Derek aveva quasi trattenuto uno sbuffo rassegnato. «Lo erano».
«Da quanto tempo
li hai così?» non era sicuro di potergli porgere la domanda, nella retrovia
della sua perspicacia era quasi certo di conoscere la risposta.
«Dall’incendio»
dichiarò di conseguenza Derek, facendola risuonare come unico responso
esistente.
Li teneva nascosti
per quella ragione? «Sei un Alpha?».
«No» negò
vigorosamente il mutaforma, la mano che si separava totalmente da Stiles,
lasciandolo scoperto ‒ si stava abituando malamente. «Non sono niente».
Il mannaro era
pacato e mansueto, era quasi sicuro che non gli avrebbe negato niente se avesse
fatto la domanda giusta, ma alla formulazione Alpha si era alterato.

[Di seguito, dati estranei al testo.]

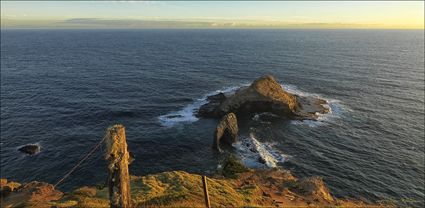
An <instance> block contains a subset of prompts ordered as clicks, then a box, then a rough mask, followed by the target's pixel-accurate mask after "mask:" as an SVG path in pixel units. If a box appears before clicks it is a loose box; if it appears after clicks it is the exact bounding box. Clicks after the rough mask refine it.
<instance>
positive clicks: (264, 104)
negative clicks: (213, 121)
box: [197, 75, 329, 119]
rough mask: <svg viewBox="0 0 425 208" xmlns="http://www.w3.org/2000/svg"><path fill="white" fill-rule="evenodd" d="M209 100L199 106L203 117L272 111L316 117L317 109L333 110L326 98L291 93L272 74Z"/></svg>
mask: <svg viewBox="0 0 425 208" xmlns="http://www.w3.org/2000/svg"><path fill="white" fill-rule="evenodd" d="M207 100H208V103H207V104H205V105H202V106H201V107H200V108H199V111H198V113H197V115H198V116H199V117H209V118H220V117H221V116H223V115H225V114H227V113H229V112H234V113H235V114H237V115H250V114H252V113H262V112H270V113H273V114H275V115H279V116H282V117H290V118H301V119H316V118H317V114H316V113H326V112H328V111H329V110H328V109H327V108H325V107H324V106H323V104H325V103H326V101H325V100H322V99H318V98H315V97H302V96H299V95H294V94H291V93H288V92H286V91H285V90H284V89H283V88H282V86H281V85H280V84H279V83H278V82H277V81H276V80H275V78H274V77H272V76H270V75H267V76H263V77H261V78H259V79H257V80H255V81H254V82H253V83H252V84H251V85H250V86H249V87H245V88H240V89H239V90H237V91H236V92H235V94H233V95H231V96H229V97H226V96H225V95H224V94H223V93H219V94H217V95H213V96H210V97H208V99H207Z"/></svg>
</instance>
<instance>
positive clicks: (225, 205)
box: [0, 161, 396, 208]
mask: <svg viewBox="0 0 425 208" xmlns="http://www.w3.org/2000/svg"><path fill="white" fill-rule="evenodd" d="M231 163H233V164H232V165H229V167H227V168H226V169H227V171H225V173H227V174H230V175H229V176H230V177H223V176H222V175H216V176H211V177H209V178H208V190H209V198H210V202H211V207H350V208H351V207H362V208H363V207H374V208H377V207H382V208H384V207H386V208H387V207H396V206H394V205H392V204H390V203H383V204H368V203H365V202H363V201H360V200H346V199H338V198H333V197H332V195H331V194H330V193H329V191H328V189H327V188H326V185H325V184H324V183H323V181H322V180H321V179H319V178H317V177H313V178H305V179H297V178H295V177H294V176H293V175H292V174H291V172H290V171H286V170H279V169H271V170H250V169H246V168H244V167H241V164H240V163H239V165H237V164H234V163H238V162H237V161H233V162H231ZM130 180H131V189H132V192H131V193H132V197H131V198H132V200H133V202H134V207H203V206H205V201H204V197H203V196H202V195H200V194H199V193H202V191H203V187H202V183H201V176H200V175H197V174H191V173H187V172H184V171H170V172H162V173H156V174H151V175H146V176H131V177H130ZM24 193H25V194H24ZM60 196H62V197H60ZM108 196H109V195H108V188H107V187H103V188H101V187H98V188H96V187H81V188H78V189H77V190H75V191H73V192H69V193H66V194H64V195H62V193H61V192H58V191H56V190H53V189H52V185H49V184H46V183H40V182H31V183H29V184H27V185H25V188H22V189H21V188H19V189H18V190H17V191H13V192H12V194H11V195H10V196H8V197H6V198H2V197H0V200H2V201H1V207H2V208H3V207H5V208H6V207H7V208H9V207H29V208H44V207H45V208H47V207H49V208H51V207H58V208H59V207H63V208H64V207H81V208H86V207H87V208H92V207H109V198H108ZM59 197H60V198H59ZM58 198H59V199H58ZM11 199H13V201H12V200H11Z"/></svg>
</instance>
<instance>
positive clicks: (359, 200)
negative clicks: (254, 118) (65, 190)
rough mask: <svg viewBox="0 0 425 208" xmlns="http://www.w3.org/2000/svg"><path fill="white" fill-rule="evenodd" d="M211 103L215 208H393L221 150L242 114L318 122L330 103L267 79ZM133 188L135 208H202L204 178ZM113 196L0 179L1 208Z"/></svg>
mask: <svg viewBox="0 0 425 208" xmlns="http://www.w3.org/2000/svg"><path fill="white" fill-rule="evenodd" d="M208 101H209V102H208V103H207V104H205V105H203V106H201V108H200V109H199V111H198V116H200V117H208V118H221V120H220V121H219V122H218V125H217V127H216V129H215V131H214V135H213V142H212V143H213V148H214V149H216V150H219V151H220V152H221V153H222V154H221V156H223V157H222V158H224V159H222V160H221V161H220V162H219V165H218V168H217V170H216V172H215V173H213V174H210V175H209V179H208V184H209V187H208V189H209V190H208V191H209V198H210V201H211V206H212V207H393V206H394V205H392V204H389V203H387V202H383V203H382V204H369V203H367V202H364V201H361V200H355V199H341V198H336V197H334V196H332V194H331V193H330V191H329V190H328V188H327V187H326V185H325V183H324V181H323V179H322V178H321V177H317V176H313V177H307V178H300V179H299V178H296V177H295V176H293V175H292V174H291V172H290V171H288V170H283V169H281V168H277V167H275V168H271V169H255V170H254V169H250V168H247V167H245V166H244V165H243V164H242V163H241V162H240V161H239V159H238V158H237V157H235V156H234V155H233V154H232V153H231V151H230V152H224V151H222V150H221V144H227V145H230V146H231V145H232V144H234V143H235V142H236V141H237V137H238V131H239V128H238V119H237V117H238V116H239V115H253V114H254V113H263V112H269V113H272V114H274V115H277V116H280V117H282V118H290V119H317V113H327V112H328V111H329V109H328V108H326V107H325V105H324V104H326V101H325V100H321V99H318V98H314V97H302V96H300V95H294V94H291V93H288V92H286V91H284V89H283V88H282V87H281V86H280V85H279V84H278V83H277V82H276V80H275V79H274V78H273V77H272V76H263V77H261V78H259V79H257V80H255V81H254V82H253V83H252V84H251V85H250V86H248V87H243V88H240V89H239V90H237V91H236V92H235V94H233V95H230V96H226V95H224V94H223V93H218V94H216V95H213V96H210V97H208ZM125 148H127V147H126V146H125ZM19 150H20V151H22V152H25V153H28V154H31V153H33V152H37V151H39V147H37V146H35V145H27V146H25V148H23V149H19ZM251 151H255V149H254V150H251ZM257 151H258V150H257ZM262 159H263V158H262V157H260V158H259V160H262ZM263 160H264V159H263ZM263 163H265V161H263ZM126 167H127V166H126ZM127 179H128V174H127ZM127 181H128V180H127ZM129 182H130V184H131V185H130V187H131V191H130V192H131V193H129V194H130V195H131V199H132V201H131V204H132V206H133V207H205V204H204V203H205V202H204V195H203V185H202V181H201V175H197V174H191V173H187V172H184V171H170V172H163V173H157V174H151V175H146V176H131V177H130V180H129ZM108 194H109V192H108V188H107V187H106V184H100V185H98V186H95V187H89V186H84V187H80V188H78V189H76V190H74V191H71V192H68V193H64V192H62V191H59V190H57V189H55V187H54V186H53V185H51V184H48V183H45V182H37V181H33V182H29V183H25V184H20V183H17V182H10V181H8V180H7V179H1V180H0V196H1V198H0V202H1V207H5V208H11V207H34V208H35V207H37V208H39V207H40V208H44V207H45V208H48V207H56V208H65V207H67V208H68V207H87V208H101V207H109V195H108Z"/></svg>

«Sei tu a non voler essere niente?».
«È soltanto un
potere annacquato» uno squarcio di risa derisoria ed amara gli uscì dalla bocca
ed a Stiles spezzò il cuore, perché si rendeva conto di quanto la sua vita si
ostinasse a bersagliarlo e punirlo.
Le falangi lunghe
e affusolate della matricola si prodigarono e sfiorarono le ciglia nere
inferiori, poggiando parte delle dita sull’epidermide al di sotto; con la
visione periferica colse il fiato trattenuto da parte di Derek. «Forse devi
scegliere chi vuoi essere, il ruolo più adatto a te».
Il modo con cui
Derek lo guardò gli prosciugò tutta la salivazione che aveva in bocca, le
pagliuzze zaffiro e rubino si accesero, ma non si mostrarono totalmente, lo
smeraldo le teneva ancora in riga. Quante volte aveva avuto la risposta davanti
a sé, ma non era riuscito a coglierla. «Laura è l’Alpha».
Quella fu la sola
risposta del licantropo e Stiles si chiedeva se non si stesse aggrappando alla
concretezza del ruolo che spettava alla sorella maggiore. «Puoi esserlo anche
tu, se è quello che vuoi» il modo in cui Erica, Boyd ed Isaac lo seguivano era indicativo
su che aura sprigionasse, che ne fosse cosciente o meno. «Non credo affatto che
ti ripudierebbe o lo riterrebbe una mancanza di rispetto. È la persona più
saggia e grandiosa che conosca» e lo amava con tutta se stessa.
«Sì, lo è» Derek
concordò con lui senza rimostranze e Stiles la decretò come una vittoria.
Abbozzò un
minuscolo sorriso e scivolò verso di lui, i polpastrelli ancora sul lato destro
del viso del capitano, sulle occhiaie fortunatamente inesistenti rispetto alla
mattina precedente. «I tuoi occhi, li trovo molto belli».
Derek emise un
soffio sarcastico, facendo risuonare le sue parole come se non avessero grande
rilevanza. «Trovi tutto bello, Stiles» era la parola che continuava a usare per
descrivere certi aspetti di sé.
Stiles non si
scoraggiò e non se la prese nemmeno troppo, era consapevole di essere
ripetitivo su determinate questioni, ma non riusciva a trovare dei sinonimi che
rendessero allo stesso modo. «Tutto di te, Derek, lo è».
Il trascorrere del
tempo fu come se si fosse arrestato e Stiles crebbe di essere all’interno di
una bolla che poteva esplodere da un momento all’altro, la facilità con cui
Derek gli toglieva il respiro era inspiegabile, così com’era indescrivibile la
profondità con cui lo guardava sempre.
Le iridi di giada
furono risucchiate dal colore dell’oceano e del fuoco e Stiles non riuscì a
trattenere quel sorriso di contentezza che si estese su ogni tratto del suo
viso.
«Due» soffiò Derek
alla vista, apprendendo immediatamente il numero che aumentava con una lentezza
snervante.
Stiles
si sciolse abbagliato dalla continua attenzione ed accuratezza che il lupo
completo gli dedicava anche in quei frangenti così atipici e le labbra si
curvarono di nuovo liete, felici, come non lo erano state da un infinito
trascorrere temporale. Tre.
Buona
parte delle verità di Stiles sono state rilevate e tutto ciò ci farà addentrare
in una convivenza definitiva forzata tra loro due per necessità.
Gli
eventi che noi tutti conosciamo canonici nella serie lo sono anche in questa
storia, tranne i fatti della quarta stagione che è praticamente inesistente (e
il film che non ho alcuna intenzione di vedere mai nella mia vita), quindi diciamo
che gli eventi dalla quinta stagione in poi vengono anticipati.
Lo
svolgimento di tali eventi si svolgono senza una presenza incisiva di Derek e
di suoi affini, più i vari personaggi che incontreremo capitolo dopo capitolo,
sostituiti ipoteticamente da qualcun altro che ha ricoperto i loro ruoli. Mi
limiterò a citarli o sintetizzarli in breve giusto per creare una cornice
quanto più chiara possibile, senza dover spenderci eccessivo tempo nel
raccontare qualcosa che effettivamente conosciamo.